Global venture incubators advised start-up wannabes to do something for failure rather than for success to disrupt the market.

Participating in Startup:CON 2015, a start-up conference organized by the Korea Creative Content Agency and the Ministry of Culture, Sports and Tourism on Wednesday, Luke Iseman, start-up incubator Y Combinator’s director of hardware, said those who want to make hits in the start-up scene have to be “crazy about what they do to change the world.”

Luke Iseman, start-up incubator Y Combinator’s director of hardware, speaks at a press meeting during Startup:CON 2015 in Seoul on Wednesday. (KOCCA)

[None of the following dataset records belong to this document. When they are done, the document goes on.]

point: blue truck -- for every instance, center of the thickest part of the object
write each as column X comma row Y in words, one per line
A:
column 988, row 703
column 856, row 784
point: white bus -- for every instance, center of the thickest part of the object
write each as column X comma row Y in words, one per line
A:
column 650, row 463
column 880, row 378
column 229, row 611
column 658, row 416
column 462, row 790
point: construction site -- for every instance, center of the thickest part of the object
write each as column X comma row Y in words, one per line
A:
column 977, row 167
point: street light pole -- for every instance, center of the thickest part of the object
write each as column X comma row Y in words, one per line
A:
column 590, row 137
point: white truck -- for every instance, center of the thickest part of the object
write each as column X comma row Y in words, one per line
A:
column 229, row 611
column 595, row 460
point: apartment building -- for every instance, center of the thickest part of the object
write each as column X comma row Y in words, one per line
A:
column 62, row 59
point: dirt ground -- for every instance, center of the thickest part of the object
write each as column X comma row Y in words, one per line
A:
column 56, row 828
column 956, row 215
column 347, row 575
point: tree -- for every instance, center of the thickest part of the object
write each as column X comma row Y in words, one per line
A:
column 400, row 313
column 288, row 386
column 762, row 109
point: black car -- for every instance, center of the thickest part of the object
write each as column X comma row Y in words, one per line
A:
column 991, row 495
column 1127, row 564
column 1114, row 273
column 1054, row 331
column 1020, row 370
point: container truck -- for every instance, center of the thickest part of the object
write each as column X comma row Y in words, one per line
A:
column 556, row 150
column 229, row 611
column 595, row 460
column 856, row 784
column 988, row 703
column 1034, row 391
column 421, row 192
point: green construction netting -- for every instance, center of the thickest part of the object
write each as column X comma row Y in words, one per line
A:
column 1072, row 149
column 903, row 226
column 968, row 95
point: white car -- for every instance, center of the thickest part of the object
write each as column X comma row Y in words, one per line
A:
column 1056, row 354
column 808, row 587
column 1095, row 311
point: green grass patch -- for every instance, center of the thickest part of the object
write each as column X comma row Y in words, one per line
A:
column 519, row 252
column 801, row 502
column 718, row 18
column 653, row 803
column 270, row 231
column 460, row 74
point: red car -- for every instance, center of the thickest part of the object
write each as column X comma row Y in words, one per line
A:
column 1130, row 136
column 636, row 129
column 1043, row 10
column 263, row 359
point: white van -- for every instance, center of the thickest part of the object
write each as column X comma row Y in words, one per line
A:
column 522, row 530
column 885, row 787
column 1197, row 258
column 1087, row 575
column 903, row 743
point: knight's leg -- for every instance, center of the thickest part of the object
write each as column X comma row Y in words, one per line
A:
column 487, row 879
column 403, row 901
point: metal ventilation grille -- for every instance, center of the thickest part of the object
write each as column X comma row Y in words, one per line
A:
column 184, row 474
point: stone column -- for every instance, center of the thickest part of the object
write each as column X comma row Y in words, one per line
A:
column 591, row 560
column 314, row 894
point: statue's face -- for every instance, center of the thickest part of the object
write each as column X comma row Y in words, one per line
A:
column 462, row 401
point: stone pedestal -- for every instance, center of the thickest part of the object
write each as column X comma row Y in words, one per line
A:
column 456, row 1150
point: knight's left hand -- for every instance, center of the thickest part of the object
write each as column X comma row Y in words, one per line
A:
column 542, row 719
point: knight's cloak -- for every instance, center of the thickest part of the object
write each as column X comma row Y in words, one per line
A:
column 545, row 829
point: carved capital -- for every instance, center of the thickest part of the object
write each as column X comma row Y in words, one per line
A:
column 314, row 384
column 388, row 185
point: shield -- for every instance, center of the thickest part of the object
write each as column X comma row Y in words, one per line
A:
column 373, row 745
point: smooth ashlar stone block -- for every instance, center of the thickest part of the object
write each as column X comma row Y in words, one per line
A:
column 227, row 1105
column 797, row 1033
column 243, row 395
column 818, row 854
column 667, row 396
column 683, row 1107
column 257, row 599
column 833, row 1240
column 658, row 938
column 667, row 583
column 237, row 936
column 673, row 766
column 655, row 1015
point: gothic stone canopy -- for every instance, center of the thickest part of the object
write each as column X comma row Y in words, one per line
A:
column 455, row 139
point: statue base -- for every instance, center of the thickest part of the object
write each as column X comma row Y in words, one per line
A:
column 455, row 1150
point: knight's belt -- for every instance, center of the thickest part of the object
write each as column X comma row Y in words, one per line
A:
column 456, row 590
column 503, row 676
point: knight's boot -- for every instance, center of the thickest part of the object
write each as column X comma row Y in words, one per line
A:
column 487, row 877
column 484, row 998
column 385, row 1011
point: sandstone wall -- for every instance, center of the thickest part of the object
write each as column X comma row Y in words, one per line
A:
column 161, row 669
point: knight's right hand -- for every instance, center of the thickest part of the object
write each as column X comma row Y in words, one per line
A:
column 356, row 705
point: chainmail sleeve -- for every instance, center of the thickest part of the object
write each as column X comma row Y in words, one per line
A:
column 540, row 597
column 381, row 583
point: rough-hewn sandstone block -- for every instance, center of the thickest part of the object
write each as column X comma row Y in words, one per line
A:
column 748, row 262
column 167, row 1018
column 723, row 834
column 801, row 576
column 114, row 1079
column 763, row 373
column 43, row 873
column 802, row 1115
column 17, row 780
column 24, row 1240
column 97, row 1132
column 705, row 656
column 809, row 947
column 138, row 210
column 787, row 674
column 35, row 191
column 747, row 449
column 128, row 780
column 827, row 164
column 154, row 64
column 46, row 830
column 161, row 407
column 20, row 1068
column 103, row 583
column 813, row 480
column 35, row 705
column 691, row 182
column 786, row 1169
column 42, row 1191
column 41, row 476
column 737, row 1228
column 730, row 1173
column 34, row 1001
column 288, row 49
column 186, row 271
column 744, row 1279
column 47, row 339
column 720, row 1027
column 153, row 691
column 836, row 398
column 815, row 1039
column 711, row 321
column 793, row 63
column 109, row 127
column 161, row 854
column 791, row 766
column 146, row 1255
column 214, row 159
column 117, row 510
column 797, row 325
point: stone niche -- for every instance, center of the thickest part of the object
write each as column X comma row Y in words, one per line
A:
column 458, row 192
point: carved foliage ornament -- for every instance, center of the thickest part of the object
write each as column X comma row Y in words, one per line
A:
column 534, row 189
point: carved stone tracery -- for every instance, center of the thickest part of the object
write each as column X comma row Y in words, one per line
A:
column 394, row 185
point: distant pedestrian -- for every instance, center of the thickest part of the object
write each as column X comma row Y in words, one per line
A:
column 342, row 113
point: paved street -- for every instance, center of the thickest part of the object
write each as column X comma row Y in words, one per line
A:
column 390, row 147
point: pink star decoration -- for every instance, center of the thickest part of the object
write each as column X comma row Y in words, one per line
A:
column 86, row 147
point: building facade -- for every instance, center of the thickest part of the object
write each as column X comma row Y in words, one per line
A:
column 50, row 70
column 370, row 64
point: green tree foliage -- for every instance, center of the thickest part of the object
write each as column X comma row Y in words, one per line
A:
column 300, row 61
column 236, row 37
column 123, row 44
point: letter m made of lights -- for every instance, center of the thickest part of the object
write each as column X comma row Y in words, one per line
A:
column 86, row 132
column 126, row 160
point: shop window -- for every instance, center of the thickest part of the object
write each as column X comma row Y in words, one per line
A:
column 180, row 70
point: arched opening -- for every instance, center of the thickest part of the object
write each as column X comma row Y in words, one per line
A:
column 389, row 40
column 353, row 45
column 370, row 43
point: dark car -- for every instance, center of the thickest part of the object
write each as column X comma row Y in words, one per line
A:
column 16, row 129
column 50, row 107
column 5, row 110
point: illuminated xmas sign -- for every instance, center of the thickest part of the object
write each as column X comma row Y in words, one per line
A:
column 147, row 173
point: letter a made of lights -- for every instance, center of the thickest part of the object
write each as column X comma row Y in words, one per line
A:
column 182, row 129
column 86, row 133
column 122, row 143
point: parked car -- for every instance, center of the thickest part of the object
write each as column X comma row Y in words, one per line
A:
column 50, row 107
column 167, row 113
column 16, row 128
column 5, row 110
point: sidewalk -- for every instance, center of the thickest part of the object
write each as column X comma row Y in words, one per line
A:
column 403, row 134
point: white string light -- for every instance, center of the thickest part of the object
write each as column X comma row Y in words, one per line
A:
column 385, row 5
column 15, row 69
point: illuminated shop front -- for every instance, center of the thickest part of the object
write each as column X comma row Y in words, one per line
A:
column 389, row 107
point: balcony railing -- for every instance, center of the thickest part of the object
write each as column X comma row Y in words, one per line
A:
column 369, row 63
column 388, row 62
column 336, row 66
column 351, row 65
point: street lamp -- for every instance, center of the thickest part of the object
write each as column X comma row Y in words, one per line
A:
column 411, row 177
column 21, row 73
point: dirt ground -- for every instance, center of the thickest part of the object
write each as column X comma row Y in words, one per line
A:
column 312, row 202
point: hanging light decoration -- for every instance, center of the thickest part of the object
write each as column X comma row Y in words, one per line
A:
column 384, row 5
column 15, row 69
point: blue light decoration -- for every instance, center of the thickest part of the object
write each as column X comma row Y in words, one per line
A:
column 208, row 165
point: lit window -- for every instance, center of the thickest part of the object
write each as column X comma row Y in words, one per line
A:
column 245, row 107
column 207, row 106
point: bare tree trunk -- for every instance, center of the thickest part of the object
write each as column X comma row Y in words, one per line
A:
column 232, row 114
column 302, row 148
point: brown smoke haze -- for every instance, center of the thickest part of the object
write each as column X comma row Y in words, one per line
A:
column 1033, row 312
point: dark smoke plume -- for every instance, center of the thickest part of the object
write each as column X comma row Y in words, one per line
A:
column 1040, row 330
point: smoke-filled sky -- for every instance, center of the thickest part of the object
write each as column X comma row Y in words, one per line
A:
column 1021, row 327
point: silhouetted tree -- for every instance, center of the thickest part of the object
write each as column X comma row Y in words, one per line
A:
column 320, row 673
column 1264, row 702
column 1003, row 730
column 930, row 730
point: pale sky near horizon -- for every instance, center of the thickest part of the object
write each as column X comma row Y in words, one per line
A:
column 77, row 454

“They (start-ups) have to embrace failure, I mean, literal failure, like running out of money, and losing people,” said Iseman in a press meeting held on the sidelines of the conference, adding those abject failures would be “the greatest weapons” for entrepreneurs.

He also advised that collaboration with seasoned businessmen or experts and proactive actions are also important factors when running start-ups.

As start-up scenes become more international than local, believing that basing companies in certain areas where lots of well-established tech firms are located does not necessarily guarantee the success of start-ups, but could result in disasters, he said.

Agreeing with Iseman’s ideas on the business location issue, Duncan Turner, managing director of Shenzhen-based hardware incubator Hax, said “60 percent of start-ups in Shenzhen come from America, and people from Europe and Asia begin businesses in San Francisco.”

Other prominent start-up figures present at the conference included health care start-up BBB chief executive Choi Jae-kyu, and crowdfunding firm Indiegogo’s outreach manager Andrew Song.
 

Kickstarter cofounder Charles Adler gives a speech at the Startup:CON 2015 held in Seoul Wednesday. (KOCCA)

When asked about whether huge conglomerates such as Samsung Electronics were apt for nurturing and running small start-ups, Kickstarter cofounder Charles Adler said the bureaucracy and rigid corporate culture of huge conglomerates would hinder the quick, effective communication and swift action needed when running a small business.